The simple solution would be to pull your money out of the market and wait till it all blows over, but that’s not a strategy that would serve you well over the long haul. Because stock market corrections are invariably followed by bull markets, missing the upturn means you’ll miss the gains. And since it’s never clear when the market is going to go up (just like now, people are still trying to figure out if it’s really going to head down), the odds are high you will miss the bottom.
Buying a basket of good companies and committing to holding them for many years is the surest way to generate market-beating returns, even among battered tech stocks (maybe especially in battered tech stocks). The following two tech stocks are an excellent place to begin.

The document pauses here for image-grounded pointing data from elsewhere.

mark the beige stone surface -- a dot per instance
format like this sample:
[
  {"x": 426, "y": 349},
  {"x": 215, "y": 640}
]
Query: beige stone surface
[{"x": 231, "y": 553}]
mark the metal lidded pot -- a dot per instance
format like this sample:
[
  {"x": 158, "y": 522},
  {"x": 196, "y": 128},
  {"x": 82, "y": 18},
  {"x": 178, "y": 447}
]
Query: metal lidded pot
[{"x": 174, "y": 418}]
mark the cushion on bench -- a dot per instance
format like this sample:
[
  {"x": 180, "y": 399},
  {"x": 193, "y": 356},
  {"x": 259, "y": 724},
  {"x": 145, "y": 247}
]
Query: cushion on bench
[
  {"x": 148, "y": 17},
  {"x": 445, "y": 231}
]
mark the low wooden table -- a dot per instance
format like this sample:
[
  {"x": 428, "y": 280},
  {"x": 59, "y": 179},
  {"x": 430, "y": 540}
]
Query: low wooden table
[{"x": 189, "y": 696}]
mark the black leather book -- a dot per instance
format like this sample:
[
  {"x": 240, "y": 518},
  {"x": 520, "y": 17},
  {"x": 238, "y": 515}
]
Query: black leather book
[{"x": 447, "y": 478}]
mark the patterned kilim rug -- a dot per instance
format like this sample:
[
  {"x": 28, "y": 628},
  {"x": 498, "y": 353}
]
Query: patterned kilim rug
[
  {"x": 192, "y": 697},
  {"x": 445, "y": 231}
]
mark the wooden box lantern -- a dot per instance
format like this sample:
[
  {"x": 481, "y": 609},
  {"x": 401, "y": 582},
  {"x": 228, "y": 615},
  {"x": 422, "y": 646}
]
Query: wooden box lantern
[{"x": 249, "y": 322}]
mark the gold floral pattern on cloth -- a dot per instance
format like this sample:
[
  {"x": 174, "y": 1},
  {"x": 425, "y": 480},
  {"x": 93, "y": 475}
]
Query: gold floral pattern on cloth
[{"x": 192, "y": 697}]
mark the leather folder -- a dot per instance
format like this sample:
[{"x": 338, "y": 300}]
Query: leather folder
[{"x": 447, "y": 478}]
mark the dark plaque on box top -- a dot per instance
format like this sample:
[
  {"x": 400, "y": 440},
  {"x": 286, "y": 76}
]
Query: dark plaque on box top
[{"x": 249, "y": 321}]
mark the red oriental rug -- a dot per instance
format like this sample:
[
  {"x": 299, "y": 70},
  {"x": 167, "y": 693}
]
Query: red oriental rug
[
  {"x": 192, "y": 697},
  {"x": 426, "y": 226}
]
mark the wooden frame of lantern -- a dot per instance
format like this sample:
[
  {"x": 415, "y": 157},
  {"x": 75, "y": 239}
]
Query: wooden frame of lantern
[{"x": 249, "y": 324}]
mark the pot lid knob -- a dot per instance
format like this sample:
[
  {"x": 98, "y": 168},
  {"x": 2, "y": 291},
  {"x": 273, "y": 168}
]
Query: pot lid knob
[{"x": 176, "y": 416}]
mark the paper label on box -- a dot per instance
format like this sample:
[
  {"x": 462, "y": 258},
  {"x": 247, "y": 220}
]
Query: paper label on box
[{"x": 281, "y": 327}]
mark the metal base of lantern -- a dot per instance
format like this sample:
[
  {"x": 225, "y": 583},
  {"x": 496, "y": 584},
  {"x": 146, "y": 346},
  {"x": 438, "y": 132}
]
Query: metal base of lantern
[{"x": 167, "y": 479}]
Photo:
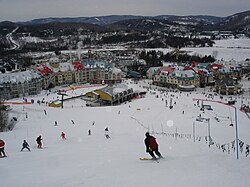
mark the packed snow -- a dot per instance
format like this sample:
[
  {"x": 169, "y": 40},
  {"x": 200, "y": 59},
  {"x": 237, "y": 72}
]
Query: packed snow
[
  {"x": 93, "y": 160},
  {"x": 227, "y": 49}
]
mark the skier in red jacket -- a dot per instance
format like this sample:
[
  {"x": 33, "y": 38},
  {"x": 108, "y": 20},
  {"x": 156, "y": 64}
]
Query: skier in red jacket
[{"x": 152, "y": 146}]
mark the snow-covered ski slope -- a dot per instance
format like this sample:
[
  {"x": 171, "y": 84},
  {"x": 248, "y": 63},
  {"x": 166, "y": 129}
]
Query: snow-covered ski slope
[{"x": 93, "y": 160}]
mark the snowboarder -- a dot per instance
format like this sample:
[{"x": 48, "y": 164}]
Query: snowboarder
[
  {"x": 107, "y": 133},
  {"x": 39, "y": 142},
  {"x": 25, "y": 145},
  {"x": 2, "y": 144},
  {"x": 63, "y": 136},
  {"x": 151, "y": 146}
]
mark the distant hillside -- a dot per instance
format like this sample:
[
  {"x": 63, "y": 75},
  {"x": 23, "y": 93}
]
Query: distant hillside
[
  {"x": 99, "y": 20},
  {"x": 239, "y": 21},
  {"x": 236, "y": 22}
]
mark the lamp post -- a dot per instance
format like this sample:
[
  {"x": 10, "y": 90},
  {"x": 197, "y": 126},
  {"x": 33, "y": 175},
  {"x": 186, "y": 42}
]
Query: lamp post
[{"x": 236, "y": 133}]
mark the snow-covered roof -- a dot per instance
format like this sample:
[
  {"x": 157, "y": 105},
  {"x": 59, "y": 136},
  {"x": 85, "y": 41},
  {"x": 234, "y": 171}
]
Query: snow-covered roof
[
  {"x": 17, "y": 77},
  {"x": 184, "y": 74}
]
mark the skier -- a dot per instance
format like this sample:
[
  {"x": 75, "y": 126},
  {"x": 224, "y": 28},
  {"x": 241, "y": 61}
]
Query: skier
[
  {"x": 39, "y": 142},
  {"x": 2, "y": 144},
  {"x": 63, "y": 136},
  {"x": 25, "y": 145},
  {"x": 107, "y": 133},
  {"x": 151, "y": 146}
]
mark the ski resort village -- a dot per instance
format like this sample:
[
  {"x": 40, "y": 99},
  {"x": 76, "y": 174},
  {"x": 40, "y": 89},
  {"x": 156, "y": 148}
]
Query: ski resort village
[{"x": 125, "y": 101}]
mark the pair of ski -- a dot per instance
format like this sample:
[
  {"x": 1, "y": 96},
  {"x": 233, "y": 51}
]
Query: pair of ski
[{"x": 152, "y": 159}]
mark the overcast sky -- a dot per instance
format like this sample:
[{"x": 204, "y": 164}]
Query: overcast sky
[{"x": 24, "y": 10}]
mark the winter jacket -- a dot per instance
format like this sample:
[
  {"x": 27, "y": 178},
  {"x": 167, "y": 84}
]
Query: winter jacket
[
  {"x": 39, "y": 140},
  {"x": 2, "y": 144},
  {"x": 25, "y": 144},
  {"x": 151, "y": 143}
]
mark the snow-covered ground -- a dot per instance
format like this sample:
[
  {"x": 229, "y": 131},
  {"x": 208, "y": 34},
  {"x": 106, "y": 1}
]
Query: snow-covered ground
[
  {"x": 93, "y": 160},
  {"x": 228, "y": 49}
]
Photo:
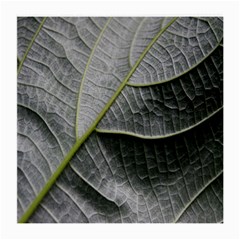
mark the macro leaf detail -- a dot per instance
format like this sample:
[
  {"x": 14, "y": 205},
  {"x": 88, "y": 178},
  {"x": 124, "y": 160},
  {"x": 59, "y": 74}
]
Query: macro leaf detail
[{"x": 120, "y": 119}]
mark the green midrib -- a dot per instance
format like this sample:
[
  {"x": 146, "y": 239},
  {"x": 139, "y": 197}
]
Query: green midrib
[{"x": 81, "y": 140}]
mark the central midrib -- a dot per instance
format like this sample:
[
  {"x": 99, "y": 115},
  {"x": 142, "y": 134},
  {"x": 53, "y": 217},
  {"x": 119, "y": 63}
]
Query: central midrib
[{"x": 81, "y": 140}]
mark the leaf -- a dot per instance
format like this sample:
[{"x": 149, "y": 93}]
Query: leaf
[{"x": 120, "y": 120}]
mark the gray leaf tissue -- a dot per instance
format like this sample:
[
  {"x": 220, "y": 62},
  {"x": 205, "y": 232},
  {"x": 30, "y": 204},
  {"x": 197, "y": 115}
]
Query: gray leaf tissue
[{"x": 120, "y": 120}]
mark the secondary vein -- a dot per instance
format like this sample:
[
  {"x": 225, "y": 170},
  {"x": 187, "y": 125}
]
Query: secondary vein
[
  {"x": 81, "y": 140},
  {"x": 30, "y": 45}
]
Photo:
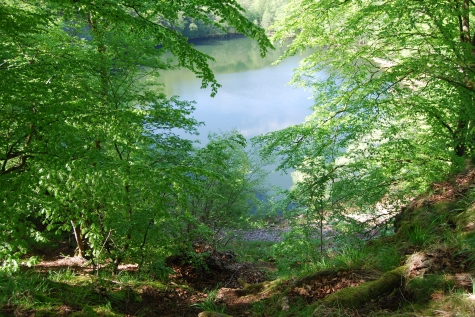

Image source: Getty Images.

Nvidia
There is arguably no better tech stock to hold long-term than Nvidia (NASDAQ: NVDA), which is poised to capitalize on all the major trends in the sector. It has its fingers in gaming, data centers, artificial intelligence, automobiles, and cryptocurrencies. Its powerful processors are used in everything from weather simulation and gene sequencing to deep learning and robotics.
It was just hit by the SEC with a $5.5 million fine for underplaying the role crypto mining played in its gaming division sales in 2018, since miners were converting its gaming processors into crypto mining units and Nvidia failed to disclose the boost that provided.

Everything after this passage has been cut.